La noticia de la relación lésbica de estas dos grandes mujeres se regó como pólvora cuando apareció la biografía Y si quieres saber de mi pasado-Chavela Vargas, que la intérprete de La llorona escribió con su puño y letra. “En el cómic se plantea la posibilidad de que ella haya inventado esto. En tal caso no se entiende por qué lo hizo, si eso jamás le reportó más fama. Pero igual, todos inventamos cosas, rememoramos las historias como nos interesa, ponemos a personajes en lugares que no estuvieron, creamos amistades largas con personas a las que apenas vimos. Chavela prefirió recordar a Frida de esa manera”, explicó Tyto Alba en diálogo con Jet-set.

El supuesto noviazgo de estas damas, que hoy habría nutrido las crónicas de la prensa rosa, encuentra asidero en el periodo en que Chavela vivió en la mansión de Frida y Diego. “Ella era fuerte, yo era fuerte. Parecía una potranca, como yo”, escribió la legendaria bolerista. A esto se suma el runrún que despertó durante la relación epistolar de Kahlo con el poeta Carlos Pellicer. En unas cartas ella le dice: “Chavela es extraordinaria, lesbiana, es más… se me antojó eróticamente”.

Hay quienes creen que este testimonio significó el inicio de una historia de amor, contrario a lo que dijo la secretaria de Diego Rivera, quien aseguró que Frida y Chavela nunca se conocieron. Frente a estas inconsistencias así habló el creador de la novela La casa azul: “No hay testimonios, las cartas que aparecieron son supuestamente falsas, la fotografía de ellas dos que circuló en la prensa tampoco dejó claro que esa era Chavela… Lo interesante es que a pesar de eso, todo el mundo quiere creer que esa relación existió. La incierta leyenda se ha ido transformando en realidad”.

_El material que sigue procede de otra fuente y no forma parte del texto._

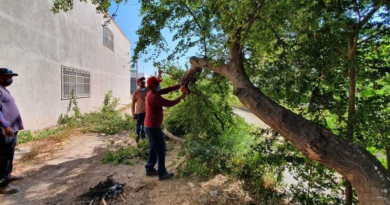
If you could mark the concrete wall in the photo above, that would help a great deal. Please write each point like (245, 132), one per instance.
(35, 43)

La historieta de Tyto Alba se aparta en algún momento de tantos rumores, y se interna en una etapa de reconciliación entre Frida y Diego, que los biógrafos asumen como un periodo de tranquilidad y armonía. El reencuentro desató todo tipo de convites. Claro está que en algunas páginas las viñetas se tornan descoloridas y sombrías, como representación del dolor que vivió Frida Kahlo, la leyenda.